What we talk about when we talk about inequality
By Neil deMause
In a year that has featured increased coverage of rising economic inequality—helped along by President Barack Obama’s call to rebuild the economy from the “middle out,” and New York mayoral candidate Bill de Blasio’s campaign focus on a “tale of two cities”—one of the biggest flurries of attention came in late July, when four professors from Harvard and Berkeley released a study (NBER, 7/13) of economic mobility in the United States. Their finding: Someone hoping to lift themselves from the bottom of the income scale into the middle class or above faces much longer odds in certain parts of the country, particularly the Deep South.
As a result, reported David Leonhardt in a front-page story in the New York Times (7/22/13):
On average, fairly poor children in Seattle—those who grew up in the 25th percentile of the national income distribution—do as well financially when they grow up as middle-class children—those who grew up at the 50th percentile—from Atlanta.
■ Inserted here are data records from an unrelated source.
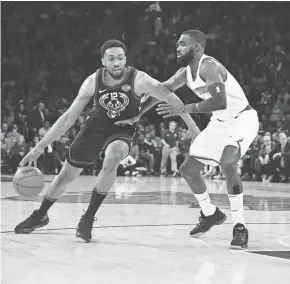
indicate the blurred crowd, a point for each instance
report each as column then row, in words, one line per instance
column 49, row 48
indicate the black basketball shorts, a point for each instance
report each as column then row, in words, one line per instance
column 91, row 143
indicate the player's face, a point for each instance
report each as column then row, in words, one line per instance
column 184, row 50
column 115, row 61
column 172, row 126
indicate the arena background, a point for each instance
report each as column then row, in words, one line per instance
column 49, row 48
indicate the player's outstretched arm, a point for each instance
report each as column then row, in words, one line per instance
column 173, row 83
column 212, row 72
column 162, row 92
column 65, row 122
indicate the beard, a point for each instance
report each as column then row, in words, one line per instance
column 118, row 75
column 184, row 60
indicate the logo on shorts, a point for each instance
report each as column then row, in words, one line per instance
column 126, row 88
column 114, row 102
column 202, row 92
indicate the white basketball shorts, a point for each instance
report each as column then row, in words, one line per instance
column 209, row 145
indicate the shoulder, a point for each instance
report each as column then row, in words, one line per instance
column 210, row 64
column 142, row 82
column 181, row 72
column 211, row 68
column 141, row 77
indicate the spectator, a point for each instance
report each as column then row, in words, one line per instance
column 162, row 130
column 43, row 130
column 286, row 124
column 5, row 149
column 280, row 157
column 169, row 149
column 4, row 128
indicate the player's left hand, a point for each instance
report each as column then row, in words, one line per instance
column 191, row 134
column 129, row 121
column 167, row 110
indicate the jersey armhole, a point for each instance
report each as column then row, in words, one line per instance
column 219, row 63
column 133, row 83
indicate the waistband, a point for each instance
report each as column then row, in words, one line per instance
column 248, row 107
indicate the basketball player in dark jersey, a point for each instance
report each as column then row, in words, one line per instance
column 117, row 90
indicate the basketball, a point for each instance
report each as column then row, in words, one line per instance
column 28, row 181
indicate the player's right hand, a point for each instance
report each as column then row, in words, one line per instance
column 129, row 121
column 31, row 157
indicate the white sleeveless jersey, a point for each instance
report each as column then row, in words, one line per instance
column 236, row 99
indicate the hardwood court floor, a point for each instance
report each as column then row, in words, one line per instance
column 142, row 236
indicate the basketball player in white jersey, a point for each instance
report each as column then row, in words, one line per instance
column 233, row 127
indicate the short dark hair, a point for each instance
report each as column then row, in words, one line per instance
column 112, row 43
column 197, row 35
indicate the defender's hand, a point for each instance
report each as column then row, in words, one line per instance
column 129, row 121
column 167, row 110
column 31, row 157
The report made headlines across the nation. “Upward Mobility Is Bay Area Challenge,” reported the Tampa Bay Times (7/23/13). “People born poor [in Ohio urban
areas] are more likely to stay poor,” wrote the Cincinnati Enquirer (7/23/13). The PBS NewsHour (7/24/13) brought on one of the study’s authors, Harvard economist Raj Chetty, to try to answer the question, “Is the American dream alive, and how does it vary across areas of the U.S.?”
CNN’s Fareed Zakaria, meanwhile, devoted two separate segments to the story (8/4/13, 8/18/13). First Zakaria interviewed Chetty—plus self-proclaimed “radical centrist” economist Jeff Sachs, libertarian columnist Megan McArdle and Brookings Institution inequality skeptic Scott Winship—to discuss the study. He then delivered an on-air op-ed that cited Canadian economist Miles Corak as noting that “America spends much less on the education and well-being of poor people, especially poor children, than any other rich country”—though Zakaria also noted that “the U.S. has many more broken families, single parents and dysfunctional domestic arrangements than Canada and Europe.”
The mobility study was indeed important news—though it was the rare story that mentioned that if the ability to rise in economic class is your main criterion, the American dream is far more alive in Denmark and the United Kingdom that anywhere in the United States (Guardian, 1/17/12). But in focusing solely on whether some poor Americans can swap places with those in the middle or upper classes—and pinning the blame for those who can’t on poor education or single moms, things that the Harvard/Berkeley study, which focused solely on the role of regressive state tax systems in decreasing income mobility, didn’t address—media coverage skirted the larger issue: the growing distance between top and bottom earners.
Corporate media took far less notice back in January when another of the NBER study’s authors, Berkeley economist Emmanuel Saez, released a report showing that in the first two years of the economic recovery, the top 1 percent of U.S. earners saw their earnings rise by 11.2 percent, while the other 99 percent saw their incomes fall by 0.4 percent. Three weeks later, the New York Times (2/15/13) reported this in its business section under the headline “Incomes Flat in Recovery, but Not for the 1 Percent.” But that was it for attention to the growing gap between rich and poor—unless you count a much-cited Wall Street Journal article (2/13/13) headlined “What Recession? Americans Regain a Craving for Luxury.”